LOS ANGELES ( —  It might be the most unusual film premiere ever.

No red carpet.

No celebrity interviews.

No stars, friends of the stars or anyone else for that matter chatting it up, rubbing elbows or hobnobbing.

And the rain had nothing to do with it.

Sony Studios, makers of the new Seth Rogen and James Franco movie "The Interview," canceled all press in the wake of the massive cyber attack that hit the studio two weeks ago.

Some believed North Korea was behind the breach, something the country has denied. The comedy is about two journalists asked to meet with, interview and kill North Korea's Kim Jong-un.

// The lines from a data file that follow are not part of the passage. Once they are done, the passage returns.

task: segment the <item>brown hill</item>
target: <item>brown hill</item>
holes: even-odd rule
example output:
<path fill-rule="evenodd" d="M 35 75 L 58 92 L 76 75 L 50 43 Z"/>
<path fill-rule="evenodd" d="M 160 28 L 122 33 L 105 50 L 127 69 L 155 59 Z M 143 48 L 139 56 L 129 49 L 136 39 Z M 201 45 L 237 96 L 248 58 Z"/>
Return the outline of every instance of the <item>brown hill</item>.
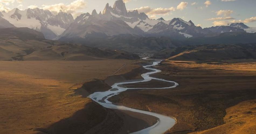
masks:
<path fill-rule="evenodd" d="M 124 51 L 100 49 L 46 39 L 28 28 L 0 30 L 0 60 L 84 60 L 99 59 L 138 59 Z"/>
<path fill-rule="evenodd" d="M 165 52 L 166 52 L 166 51 Z M 256 44 L 205 45 L 187 46 L 170 51 L 168 60 L 216 61 L 256 58 Z"/>

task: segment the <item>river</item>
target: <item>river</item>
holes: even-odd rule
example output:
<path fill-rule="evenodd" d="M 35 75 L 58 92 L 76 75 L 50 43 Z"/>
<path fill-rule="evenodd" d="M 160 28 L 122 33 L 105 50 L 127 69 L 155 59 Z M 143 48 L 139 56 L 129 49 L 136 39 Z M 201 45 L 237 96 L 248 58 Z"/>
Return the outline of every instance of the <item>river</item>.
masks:
<path fill-rule="evenodd" d="M 143 59 L 146 60 L 147 59 L 147 58 L 144 58 Z M 88 96 L 88 97 L 91 99 L 101 106 L 106 108 L 127 110 L 137 112 L 154 116 L 158 119 L 157 122 L 153 126 L 132 133 L 131 133 L 132 134 L 162 134 L 172 128 L 176 123 L 175 119 L 171 117 L 152 112 L 122 106 L 114 105 L 108 100 L 110 97 L 127 90 L 131 89 L 161 89 L 174 88 L 178 86 L 179 84 L 174 81 L 154 78 L 151 77 L 150 76 L 151 74 L 157 73 L 161 71 L 160 70 L 150 67 L 159 64 L 161 61 L 160 60 L 154 60 L 155 61 L 153 62 L 151 65 L 143 67 L 151 71 L 150 72 L 141 75 L 141 77 L 144 79 L 143 80 L 139 81 L 134 80 L 131 82 L 131 81 L 129 81 L 129 82 L 115 83 L 111 86 L 112 88 L 109 90 L 102 92 L 96 92 Z M 127 88 L 120 87 L 119 86 L 122 84 L 146 82 L 150 81 L 152 79 L 173 83 L 174 84 L 174 85 L 165 88 L 154 88 L 153 87 L 150 88 Z M 117 89 L 112 90 L 114 89 Z"/>

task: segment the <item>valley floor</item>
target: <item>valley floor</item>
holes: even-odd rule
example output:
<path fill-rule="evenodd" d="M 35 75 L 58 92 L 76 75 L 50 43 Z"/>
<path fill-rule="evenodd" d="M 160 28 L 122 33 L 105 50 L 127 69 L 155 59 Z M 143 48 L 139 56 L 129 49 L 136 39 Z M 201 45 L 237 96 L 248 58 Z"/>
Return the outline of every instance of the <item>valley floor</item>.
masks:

The breach of security continues to reverberate in and around the studio. On Thursday, two top-ranking Sony executives apologized for leaked emails. The emails, hacked from a variety of accounts, criticized stars like Kevin Hart ("I'm not saying he's a [money] whore, but he's a whore") , Adam Sandler ("we continue to be saddled with the mundane, formulaic Adam Sandler films") and Angelina Jolie ("a minimally talented spoiled brat"), in harsh, unflattering ways.

Sony co-chairman Amy Pascal and producer Scott Rudin, the two executives who issued public apologies, also joked about President Barack Obama's race in a series of emails suggesting what films he would love to see, all of them black-themed.

Pascal told that she is inspired by the president and embarrassed by her comments.

She added: "I'm not a victim here. I'm going to be fine. It's really hard on our employees. Their Social Security numbers are on display, there are potential identity theft issues. None of them deserved this. No one deserves this."

KCAL9's Peter Daut covered the premiere at the Ace hotel in downtown Los Angeles.

The studio never gave an official reason for media restrictions Thursday night, but Daut reported, "many speculate it was the studio's attempt to not further inflame its publicity crisis."

The LAPD also tried to keep the media at bay.

Daut said the normally gregarious and press-friendly Rogen and Franco slipped past reporters.

Actor Charles Chun stopped and spoke briefly about North Korea.

"I think they're acting like spoiled children, and I think at the end of the day, it's going to be egg on their face," said Chun.

Daut said Chun was quickly pulled away by a Sony employee who told him not to talk to the media.

"The Interview" is scheduled for a Christmas Day release.

While the hacking and email scandal will do nothing positive for the film studio's reputation, some Hollywood observers think the controversy will translate to ticket sales for the movie.